午前二時の引継ぎ

午前二時。データセンターの交代時刻まで十分だった。柴崎剛志は監視卓の前で、福岡支社へ持っていく私物を黒い箱へ詰めていた。

大森佳苗が二重扉を抜け、夜勤の引継ぎに入ってきた。ここでは私物の携帯を持ち込めない。会話も、監視カメラの下で必要なことだけにするのが規則だった。告白も喧嘩も、いつも建物を出て始発を待つ二十分間に済ませてきた。

「障害なし。三番系統だけ朝に再起動」

「了解」

剛志はロッカーの小さな鍵と、銀色のUSBを机へ置いた。USBには、二人が夜勤明けに聴いた曲が入っている。佳苗が眠らないよう選び、剛志が曲順を整えた。最初の曲は必ず四分三十秒。サーバーの定時確認と同じ長さで、曲が終わるまで互いに眠らないという、二人だけのくだらない規則だった。

「それも置いていくの」

「君の曲のほうが多い」

「福岡で聴けばいいのに」

一週間前、剛志は社内チャットで〈向こうの部屋、二人で住めないか〉と送った。間取り図を添付し、朝まで返事を待った。表示は〈セキュリティ処理済み〉のまま。佳苗からは何もなかった。

「返信くらい、してほしかった」

「何に?」

「もういい」

佳苗の眉が動いた。だが二時七分、警告音が鳴り、彼女は監視画面へ向き直る。障害ではなく、定時の証明書更新だった。

剛志の入館権限は二時十分で切れる。

「柴崎さん、私に何を送ったの」

「見てないなら、それが答えだ」

彼は社員証を読み取り機へかざし、内側の扉を出た。厚いガラスの向こうで佳苗が何か叫んだが、音は届かない。

私物ロッカーで携帯を戻すと、情報管理室から通知が来ていた。

〈一週間前の送信データを誤検知により隔離しました。添付図面に機密設備図が重なっていたため、本文を含め宛先へ未配信です〉

時刻は二時九分。
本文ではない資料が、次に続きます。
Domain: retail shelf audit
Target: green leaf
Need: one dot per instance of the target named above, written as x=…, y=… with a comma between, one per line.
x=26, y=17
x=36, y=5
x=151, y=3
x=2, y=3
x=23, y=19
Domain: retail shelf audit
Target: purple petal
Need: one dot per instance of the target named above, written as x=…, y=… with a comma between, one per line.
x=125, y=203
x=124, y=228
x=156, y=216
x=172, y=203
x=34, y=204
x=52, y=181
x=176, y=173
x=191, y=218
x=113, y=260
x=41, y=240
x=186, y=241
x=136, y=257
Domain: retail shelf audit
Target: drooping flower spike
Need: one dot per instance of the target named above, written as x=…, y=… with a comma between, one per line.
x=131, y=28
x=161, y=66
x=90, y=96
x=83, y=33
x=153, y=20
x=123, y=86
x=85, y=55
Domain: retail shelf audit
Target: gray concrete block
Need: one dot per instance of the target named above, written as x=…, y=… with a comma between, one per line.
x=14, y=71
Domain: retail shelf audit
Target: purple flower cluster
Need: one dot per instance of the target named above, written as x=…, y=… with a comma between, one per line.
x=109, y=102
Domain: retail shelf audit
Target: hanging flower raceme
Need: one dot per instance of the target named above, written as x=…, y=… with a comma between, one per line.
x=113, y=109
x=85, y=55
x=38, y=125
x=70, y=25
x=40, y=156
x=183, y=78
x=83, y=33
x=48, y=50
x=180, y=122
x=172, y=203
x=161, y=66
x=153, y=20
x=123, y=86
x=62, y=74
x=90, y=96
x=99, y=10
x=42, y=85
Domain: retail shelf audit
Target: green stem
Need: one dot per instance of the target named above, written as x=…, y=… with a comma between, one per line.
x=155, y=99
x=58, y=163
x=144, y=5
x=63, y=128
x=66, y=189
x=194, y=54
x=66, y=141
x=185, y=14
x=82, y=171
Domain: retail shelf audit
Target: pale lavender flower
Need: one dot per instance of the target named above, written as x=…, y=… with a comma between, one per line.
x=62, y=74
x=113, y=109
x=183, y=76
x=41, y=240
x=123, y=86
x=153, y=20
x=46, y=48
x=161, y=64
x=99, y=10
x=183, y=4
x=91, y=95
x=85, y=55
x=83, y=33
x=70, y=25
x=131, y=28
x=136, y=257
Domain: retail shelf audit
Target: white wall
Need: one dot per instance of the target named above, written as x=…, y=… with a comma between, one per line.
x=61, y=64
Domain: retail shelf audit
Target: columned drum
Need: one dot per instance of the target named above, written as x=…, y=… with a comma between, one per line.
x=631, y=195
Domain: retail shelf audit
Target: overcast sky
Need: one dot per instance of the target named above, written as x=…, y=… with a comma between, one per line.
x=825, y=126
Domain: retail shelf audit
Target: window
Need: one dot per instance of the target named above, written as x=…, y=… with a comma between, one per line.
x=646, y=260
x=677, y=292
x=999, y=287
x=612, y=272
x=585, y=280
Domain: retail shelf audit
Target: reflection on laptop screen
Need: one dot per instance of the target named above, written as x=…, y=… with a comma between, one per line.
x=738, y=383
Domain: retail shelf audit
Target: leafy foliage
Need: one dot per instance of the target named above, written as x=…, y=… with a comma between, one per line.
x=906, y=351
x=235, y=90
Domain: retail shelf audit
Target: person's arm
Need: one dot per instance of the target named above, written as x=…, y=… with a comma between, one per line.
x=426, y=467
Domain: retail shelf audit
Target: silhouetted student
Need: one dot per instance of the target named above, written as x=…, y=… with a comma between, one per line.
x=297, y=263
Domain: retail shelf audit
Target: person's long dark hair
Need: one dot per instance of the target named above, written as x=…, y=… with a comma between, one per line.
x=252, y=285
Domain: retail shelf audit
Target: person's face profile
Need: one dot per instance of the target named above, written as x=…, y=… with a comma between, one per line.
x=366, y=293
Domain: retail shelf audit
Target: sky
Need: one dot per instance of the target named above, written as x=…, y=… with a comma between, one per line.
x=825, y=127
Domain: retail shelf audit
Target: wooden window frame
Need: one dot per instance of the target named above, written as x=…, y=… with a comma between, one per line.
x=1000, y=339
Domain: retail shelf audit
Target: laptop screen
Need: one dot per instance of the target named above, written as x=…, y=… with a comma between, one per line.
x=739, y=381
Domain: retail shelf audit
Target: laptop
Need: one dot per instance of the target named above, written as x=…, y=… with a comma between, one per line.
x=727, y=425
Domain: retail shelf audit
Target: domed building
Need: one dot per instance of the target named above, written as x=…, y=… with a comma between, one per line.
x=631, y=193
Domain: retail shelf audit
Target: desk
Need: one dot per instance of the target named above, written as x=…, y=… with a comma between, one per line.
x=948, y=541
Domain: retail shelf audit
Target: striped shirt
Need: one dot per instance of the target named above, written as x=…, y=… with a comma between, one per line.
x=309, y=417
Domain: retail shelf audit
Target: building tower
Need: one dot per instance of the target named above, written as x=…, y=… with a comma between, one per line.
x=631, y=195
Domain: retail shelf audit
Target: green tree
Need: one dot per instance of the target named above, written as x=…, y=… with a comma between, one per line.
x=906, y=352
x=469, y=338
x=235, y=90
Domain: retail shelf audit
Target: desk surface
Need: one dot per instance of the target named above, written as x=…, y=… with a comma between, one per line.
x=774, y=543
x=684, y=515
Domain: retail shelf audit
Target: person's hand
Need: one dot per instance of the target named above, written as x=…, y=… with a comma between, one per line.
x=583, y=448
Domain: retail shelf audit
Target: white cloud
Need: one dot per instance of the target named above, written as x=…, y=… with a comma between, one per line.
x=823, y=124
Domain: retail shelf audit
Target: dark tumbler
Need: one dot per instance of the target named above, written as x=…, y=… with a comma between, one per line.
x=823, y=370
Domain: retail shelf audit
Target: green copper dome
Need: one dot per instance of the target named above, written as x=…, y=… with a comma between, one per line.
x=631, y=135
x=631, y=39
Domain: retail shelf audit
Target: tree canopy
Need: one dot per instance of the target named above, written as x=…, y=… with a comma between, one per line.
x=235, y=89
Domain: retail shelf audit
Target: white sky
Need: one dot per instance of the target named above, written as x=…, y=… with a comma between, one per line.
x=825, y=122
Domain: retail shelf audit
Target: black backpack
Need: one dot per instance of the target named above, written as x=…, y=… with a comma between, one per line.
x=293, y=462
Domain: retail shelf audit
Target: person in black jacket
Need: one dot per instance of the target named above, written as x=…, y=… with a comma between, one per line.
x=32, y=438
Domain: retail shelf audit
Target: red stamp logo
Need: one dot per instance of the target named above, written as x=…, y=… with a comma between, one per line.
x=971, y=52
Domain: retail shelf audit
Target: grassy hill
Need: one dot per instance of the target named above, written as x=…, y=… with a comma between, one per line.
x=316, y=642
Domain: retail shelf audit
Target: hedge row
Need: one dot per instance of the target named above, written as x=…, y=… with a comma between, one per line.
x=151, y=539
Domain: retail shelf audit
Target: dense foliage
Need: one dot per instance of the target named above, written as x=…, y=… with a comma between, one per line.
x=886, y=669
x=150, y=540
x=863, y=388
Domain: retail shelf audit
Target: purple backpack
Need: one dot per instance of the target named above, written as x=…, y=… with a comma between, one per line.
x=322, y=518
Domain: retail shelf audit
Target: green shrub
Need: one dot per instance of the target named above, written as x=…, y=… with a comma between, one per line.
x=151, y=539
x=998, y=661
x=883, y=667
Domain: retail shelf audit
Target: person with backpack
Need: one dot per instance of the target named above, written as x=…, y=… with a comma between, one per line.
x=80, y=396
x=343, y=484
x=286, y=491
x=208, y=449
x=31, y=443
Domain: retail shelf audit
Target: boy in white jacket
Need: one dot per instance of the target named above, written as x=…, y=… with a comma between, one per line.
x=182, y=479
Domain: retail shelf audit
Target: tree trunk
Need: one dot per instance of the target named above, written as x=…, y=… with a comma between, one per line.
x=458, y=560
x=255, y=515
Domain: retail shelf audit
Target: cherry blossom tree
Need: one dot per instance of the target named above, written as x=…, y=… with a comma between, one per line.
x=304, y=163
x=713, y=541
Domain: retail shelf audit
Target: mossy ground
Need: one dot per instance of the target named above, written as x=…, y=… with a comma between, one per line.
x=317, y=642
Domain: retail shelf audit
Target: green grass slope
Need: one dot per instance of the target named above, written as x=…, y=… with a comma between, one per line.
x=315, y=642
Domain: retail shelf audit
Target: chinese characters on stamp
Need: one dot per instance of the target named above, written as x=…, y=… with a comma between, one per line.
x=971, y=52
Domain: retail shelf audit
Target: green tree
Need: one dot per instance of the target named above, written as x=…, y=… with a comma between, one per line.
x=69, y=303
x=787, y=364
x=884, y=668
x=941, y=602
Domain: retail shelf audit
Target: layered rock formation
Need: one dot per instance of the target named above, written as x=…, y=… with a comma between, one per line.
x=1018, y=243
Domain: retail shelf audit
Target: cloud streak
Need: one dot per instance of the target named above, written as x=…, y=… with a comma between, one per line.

あと一分だけ、権限が残っている。

剛志は個人のメッセージを開き、同じ一文を今度は図面なしで送った。ガラスの向こうの佳苗には、朝六時まで携帯を見られない。

二時十分、社員証が赤く光った。剛志はロッカーの鍵を返却口へ落とし、返事の来ない四時間を連れて始発駅へ向かった。